May 06 : How the switch to EHRs could improve medical research, patient education

healthcare information exchange

Wichita’s hospitals, doctors’ offices and other health-care providers have been transitioning to electronic medical records for several years, but some of these systems’ benefits are only just being realized.

For example, Via Christi Health will flip the switch June 1 on OneChart, a Cerner-made system that gives the health system’s Wichita hospitals, clinics, labs, therapists and pharmacists a single record for each patient. (The same system will roll out to Via Christi facilities in other cities soon.)

Doctors who are helping Via Christi customize and implement the system say it will make communications among health professionals more efficient.

Beyond that, though, the living database of patient health information will let doctors study data in ways that have been difficult to impossible until this point.

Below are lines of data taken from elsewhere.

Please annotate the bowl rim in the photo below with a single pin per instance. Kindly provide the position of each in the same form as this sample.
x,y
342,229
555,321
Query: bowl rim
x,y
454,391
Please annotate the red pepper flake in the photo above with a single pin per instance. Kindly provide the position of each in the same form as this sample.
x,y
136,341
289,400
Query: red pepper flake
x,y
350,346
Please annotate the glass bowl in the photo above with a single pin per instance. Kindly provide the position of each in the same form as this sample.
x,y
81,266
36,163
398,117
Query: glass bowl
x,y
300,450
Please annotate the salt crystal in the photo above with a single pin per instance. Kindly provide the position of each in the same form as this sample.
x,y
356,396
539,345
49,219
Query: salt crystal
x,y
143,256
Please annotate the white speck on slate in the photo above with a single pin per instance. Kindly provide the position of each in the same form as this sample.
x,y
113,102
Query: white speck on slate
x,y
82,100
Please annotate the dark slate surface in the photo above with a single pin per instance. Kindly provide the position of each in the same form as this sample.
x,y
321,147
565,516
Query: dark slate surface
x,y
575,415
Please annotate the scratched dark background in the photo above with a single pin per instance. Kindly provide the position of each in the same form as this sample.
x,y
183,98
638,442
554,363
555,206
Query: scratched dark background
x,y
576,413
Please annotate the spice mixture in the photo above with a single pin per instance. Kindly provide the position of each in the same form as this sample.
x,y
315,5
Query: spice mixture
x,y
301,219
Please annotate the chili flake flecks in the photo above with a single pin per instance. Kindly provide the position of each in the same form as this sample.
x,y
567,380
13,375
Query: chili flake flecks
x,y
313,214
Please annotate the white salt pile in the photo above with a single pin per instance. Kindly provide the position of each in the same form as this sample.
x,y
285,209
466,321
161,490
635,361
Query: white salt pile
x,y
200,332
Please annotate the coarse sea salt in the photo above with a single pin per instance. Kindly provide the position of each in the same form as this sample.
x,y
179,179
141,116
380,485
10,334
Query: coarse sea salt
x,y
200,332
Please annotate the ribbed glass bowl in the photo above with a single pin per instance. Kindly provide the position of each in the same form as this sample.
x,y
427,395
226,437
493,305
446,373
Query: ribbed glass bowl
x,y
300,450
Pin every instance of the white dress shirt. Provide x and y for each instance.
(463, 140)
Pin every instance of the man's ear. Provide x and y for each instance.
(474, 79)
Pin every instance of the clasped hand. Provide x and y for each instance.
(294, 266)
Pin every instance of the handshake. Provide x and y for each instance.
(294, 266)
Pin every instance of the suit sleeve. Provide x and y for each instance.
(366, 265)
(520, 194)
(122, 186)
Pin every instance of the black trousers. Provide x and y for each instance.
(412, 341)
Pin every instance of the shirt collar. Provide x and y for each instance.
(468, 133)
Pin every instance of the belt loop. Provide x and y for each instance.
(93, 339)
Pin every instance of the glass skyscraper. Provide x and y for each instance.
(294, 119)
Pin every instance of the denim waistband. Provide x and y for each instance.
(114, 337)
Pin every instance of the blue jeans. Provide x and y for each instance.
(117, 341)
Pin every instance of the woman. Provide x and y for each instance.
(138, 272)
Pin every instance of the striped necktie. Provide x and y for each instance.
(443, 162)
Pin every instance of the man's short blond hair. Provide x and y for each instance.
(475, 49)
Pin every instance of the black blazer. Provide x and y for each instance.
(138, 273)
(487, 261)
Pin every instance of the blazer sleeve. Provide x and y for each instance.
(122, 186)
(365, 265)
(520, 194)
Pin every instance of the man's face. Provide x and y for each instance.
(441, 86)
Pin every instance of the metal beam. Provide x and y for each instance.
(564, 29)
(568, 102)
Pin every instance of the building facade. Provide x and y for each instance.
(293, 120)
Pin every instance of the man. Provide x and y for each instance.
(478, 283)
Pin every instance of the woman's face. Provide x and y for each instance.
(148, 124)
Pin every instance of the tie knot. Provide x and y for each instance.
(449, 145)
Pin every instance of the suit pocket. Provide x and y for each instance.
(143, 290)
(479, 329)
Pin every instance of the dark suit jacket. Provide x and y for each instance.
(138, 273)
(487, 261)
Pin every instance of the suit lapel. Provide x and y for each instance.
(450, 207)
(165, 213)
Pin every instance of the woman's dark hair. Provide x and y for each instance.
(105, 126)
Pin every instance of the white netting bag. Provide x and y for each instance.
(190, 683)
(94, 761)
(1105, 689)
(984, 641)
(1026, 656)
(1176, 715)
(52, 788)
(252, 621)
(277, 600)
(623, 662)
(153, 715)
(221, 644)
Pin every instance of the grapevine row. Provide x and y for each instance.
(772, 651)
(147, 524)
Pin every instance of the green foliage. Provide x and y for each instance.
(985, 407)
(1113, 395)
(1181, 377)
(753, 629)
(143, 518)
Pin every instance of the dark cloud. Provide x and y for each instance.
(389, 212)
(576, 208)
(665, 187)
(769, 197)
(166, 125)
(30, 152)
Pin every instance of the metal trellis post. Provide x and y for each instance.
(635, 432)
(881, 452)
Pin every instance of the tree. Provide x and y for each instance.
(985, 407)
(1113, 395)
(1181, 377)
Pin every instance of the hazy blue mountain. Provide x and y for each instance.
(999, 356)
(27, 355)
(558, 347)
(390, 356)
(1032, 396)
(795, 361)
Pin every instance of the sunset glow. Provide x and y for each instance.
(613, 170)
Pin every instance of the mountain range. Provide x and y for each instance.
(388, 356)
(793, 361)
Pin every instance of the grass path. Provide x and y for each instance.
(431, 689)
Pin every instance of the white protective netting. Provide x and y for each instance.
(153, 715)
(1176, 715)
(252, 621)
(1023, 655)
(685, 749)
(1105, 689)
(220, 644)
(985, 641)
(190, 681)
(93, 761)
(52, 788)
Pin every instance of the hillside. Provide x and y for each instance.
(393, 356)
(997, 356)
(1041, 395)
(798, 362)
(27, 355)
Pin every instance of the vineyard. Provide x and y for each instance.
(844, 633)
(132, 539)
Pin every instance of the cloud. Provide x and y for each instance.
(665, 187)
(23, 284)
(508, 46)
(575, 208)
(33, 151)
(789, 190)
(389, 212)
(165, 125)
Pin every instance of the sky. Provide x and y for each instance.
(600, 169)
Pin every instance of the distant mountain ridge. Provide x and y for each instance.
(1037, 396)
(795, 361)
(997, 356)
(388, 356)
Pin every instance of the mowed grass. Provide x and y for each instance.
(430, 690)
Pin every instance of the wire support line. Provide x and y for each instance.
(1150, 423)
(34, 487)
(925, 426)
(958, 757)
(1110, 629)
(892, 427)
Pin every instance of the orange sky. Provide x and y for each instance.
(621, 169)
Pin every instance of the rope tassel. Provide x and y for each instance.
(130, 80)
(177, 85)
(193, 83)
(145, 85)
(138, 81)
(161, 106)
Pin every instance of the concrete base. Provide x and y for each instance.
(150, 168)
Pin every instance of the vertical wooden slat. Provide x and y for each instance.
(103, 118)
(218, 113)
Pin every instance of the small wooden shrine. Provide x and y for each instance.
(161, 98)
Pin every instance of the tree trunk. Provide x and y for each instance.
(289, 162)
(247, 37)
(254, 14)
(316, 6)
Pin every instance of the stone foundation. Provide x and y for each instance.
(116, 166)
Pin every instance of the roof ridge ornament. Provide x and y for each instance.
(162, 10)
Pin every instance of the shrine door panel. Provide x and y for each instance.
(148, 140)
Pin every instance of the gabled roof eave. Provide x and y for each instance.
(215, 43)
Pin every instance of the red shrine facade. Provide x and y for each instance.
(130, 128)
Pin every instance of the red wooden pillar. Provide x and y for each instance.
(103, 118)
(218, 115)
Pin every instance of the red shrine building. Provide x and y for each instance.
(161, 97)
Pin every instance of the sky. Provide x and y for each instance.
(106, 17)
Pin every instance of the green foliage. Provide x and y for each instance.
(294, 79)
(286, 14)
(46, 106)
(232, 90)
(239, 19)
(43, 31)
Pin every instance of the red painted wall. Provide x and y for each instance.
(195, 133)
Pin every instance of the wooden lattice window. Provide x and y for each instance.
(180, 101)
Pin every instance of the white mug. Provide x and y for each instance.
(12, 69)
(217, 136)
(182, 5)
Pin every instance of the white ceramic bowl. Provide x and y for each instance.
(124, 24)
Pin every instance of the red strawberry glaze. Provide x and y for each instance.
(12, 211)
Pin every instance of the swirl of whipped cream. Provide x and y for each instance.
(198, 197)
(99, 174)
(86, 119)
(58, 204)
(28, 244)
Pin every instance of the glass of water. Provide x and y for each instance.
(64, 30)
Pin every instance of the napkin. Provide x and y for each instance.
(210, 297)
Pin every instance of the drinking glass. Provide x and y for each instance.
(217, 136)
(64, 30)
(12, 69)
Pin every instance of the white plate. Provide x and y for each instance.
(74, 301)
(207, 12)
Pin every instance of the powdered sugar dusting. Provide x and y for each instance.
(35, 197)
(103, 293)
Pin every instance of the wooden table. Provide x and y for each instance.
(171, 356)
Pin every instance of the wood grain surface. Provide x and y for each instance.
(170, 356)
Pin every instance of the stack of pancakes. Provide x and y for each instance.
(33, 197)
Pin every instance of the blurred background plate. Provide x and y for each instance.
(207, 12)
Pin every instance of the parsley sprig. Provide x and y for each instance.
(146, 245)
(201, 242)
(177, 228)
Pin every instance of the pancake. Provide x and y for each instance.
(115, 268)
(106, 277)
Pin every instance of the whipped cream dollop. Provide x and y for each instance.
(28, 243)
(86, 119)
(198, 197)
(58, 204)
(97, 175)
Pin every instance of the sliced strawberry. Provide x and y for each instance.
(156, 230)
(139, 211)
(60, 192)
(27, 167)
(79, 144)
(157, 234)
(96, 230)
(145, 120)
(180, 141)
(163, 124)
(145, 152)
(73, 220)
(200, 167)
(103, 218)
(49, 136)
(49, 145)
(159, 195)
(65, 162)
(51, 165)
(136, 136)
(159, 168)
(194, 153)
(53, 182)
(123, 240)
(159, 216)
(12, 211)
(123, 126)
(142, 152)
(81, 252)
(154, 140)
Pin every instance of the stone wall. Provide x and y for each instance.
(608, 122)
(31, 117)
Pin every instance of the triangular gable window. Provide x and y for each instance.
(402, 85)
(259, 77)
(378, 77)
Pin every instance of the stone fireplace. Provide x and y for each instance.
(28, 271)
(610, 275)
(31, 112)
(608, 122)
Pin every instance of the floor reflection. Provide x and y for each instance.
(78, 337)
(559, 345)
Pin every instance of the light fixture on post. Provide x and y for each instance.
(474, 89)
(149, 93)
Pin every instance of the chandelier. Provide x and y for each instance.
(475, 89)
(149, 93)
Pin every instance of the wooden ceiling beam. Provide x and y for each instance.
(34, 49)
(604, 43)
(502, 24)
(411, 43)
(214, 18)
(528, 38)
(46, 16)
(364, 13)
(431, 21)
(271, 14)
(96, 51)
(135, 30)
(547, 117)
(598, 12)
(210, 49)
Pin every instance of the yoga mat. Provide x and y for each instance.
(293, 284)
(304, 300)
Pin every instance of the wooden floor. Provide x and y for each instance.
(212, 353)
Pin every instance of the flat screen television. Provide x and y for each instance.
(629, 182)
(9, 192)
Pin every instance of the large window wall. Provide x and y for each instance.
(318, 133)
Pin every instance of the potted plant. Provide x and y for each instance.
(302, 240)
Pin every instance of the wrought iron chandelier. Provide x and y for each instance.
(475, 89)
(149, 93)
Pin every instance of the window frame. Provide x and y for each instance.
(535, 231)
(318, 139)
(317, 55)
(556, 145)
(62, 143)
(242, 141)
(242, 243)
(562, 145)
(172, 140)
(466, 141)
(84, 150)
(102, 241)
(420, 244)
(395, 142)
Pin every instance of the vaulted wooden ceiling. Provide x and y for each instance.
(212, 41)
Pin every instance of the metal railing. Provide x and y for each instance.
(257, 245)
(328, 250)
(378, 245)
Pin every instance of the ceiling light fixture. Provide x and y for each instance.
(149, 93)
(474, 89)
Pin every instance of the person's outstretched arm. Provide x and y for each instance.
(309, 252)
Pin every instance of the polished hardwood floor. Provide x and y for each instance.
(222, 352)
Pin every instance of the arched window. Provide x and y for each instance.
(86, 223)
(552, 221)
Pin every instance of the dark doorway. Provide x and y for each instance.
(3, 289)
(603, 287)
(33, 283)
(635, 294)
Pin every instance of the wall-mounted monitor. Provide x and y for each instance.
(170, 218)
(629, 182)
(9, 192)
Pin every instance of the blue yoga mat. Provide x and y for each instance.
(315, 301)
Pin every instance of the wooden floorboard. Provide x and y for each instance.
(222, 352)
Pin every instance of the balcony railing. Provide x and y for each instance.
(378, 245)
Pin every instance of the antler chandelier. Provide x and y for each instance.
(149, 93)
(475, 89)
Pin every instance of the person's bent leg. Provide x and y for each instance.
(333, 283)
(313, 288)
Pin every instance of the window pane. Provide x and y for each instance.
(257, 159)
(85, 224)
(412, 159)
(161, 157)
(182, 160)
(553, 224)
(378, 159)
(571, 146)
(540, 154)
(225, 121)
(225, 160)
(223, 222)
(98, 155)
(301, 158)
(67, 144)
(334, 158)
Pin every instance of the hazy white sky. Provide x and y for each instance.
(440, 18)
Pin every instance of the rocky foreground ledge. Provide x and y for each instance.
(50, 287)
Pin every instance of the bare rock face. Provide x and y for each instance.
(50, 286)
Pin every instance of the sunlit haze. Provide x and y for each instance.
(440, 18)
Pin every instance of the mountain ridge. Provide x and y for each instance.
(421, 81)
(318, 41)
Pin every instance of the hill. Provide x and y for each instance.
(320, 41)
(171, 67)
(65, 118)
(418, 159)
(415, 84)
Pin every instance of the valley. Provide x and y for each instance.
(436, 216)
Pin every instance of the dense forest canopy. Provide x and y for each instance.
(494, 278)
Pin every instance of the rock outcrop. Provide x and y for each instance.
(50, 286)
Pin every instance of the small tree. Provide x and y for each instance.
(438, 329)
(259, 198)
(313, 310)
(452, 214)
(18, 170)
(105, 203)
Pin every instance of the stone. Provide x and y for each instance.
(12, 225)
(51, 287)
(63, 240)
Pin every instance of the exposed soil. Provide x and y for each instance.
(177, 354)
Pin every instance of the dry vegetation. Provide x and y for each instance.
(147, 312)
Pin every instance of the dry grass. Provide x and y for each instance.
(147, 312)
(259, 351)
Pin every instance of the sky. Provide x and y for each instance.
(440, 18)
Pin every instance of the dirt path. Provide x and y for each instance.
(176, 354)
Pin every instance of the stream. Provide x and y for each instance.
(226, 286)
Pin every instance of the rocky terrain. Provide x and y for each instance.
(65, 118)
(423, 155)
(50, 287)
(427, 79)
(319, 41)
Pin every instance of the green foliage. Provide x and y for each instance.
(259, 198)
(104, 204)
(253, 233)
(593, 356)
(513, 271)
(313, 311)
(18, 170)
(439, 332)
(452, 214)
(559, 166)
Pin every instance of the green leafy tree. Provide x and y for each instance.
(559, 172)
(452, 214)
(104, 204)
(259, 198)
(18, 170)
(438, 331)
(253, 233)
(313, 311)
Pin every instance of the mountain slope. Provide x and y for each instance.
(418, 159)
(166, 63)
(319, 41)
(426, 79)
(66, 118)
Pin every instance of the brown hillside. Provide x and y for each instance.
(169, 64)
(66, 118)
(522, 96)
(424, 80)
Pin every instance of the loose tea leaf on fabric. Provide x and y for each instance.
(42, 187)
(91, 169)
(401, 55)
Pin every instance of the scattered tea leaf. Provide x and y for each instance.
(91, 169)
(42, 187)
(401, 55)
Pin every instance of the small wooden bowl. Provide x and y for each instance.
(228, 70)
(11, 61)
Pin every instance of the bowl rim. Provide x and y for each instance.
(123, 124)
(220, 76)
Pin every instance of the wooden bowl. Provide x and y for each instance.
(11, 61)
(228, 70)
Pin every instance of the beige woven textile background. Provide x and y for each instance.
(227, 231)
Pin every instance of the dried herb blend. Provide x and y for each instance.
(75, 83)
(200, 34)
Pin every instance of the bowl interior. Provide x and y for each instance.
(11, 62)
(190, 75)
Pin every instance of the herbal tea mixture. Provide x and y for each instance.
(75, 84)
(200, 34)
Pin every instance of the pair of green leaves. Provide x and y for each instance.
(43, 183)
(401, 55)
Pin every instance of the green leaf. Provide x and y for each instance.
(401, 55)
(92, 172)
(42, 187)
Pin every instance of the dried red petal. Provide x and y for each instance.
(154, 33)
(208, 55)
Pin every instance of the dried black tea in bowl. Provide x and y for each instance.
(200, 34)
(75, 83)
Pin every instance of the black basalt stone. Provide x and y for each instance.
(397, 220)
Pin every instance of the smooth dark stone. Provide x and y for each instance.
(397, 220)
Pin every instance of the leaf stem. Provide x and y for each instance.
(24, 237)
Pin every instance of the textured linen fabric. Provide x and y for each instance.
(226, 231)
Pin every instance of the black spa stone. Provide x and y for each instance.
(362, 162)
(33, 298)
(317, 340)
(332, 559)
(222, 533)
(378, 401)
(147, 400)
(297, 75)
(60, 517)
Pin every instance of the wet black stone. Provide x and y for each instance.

Ed Hett, a family physician who also serves as Via Christi’s medical director for new models of care, says that with electronic records, it is much easier for doctors or researchers to study trends in the health of a group of people, like those of a certain age, from a certain location or with a certain disease.

Without an electronic record, doctors have to either wade through paper charts or wait months for incomplete insurance claims data, he says. With a system like OneChart, basic queries can compile information almost immediately.

“This allows us to look at specific qualities in real time,” he says.

Health care providers could then act on that information. For instance, if a disease is prevalent in a certain area, Via Christi might provide educational materials on prevention to people who live there. Or they might see that one condition is commonly paired with another, which would prompt them to be on the lookout for both.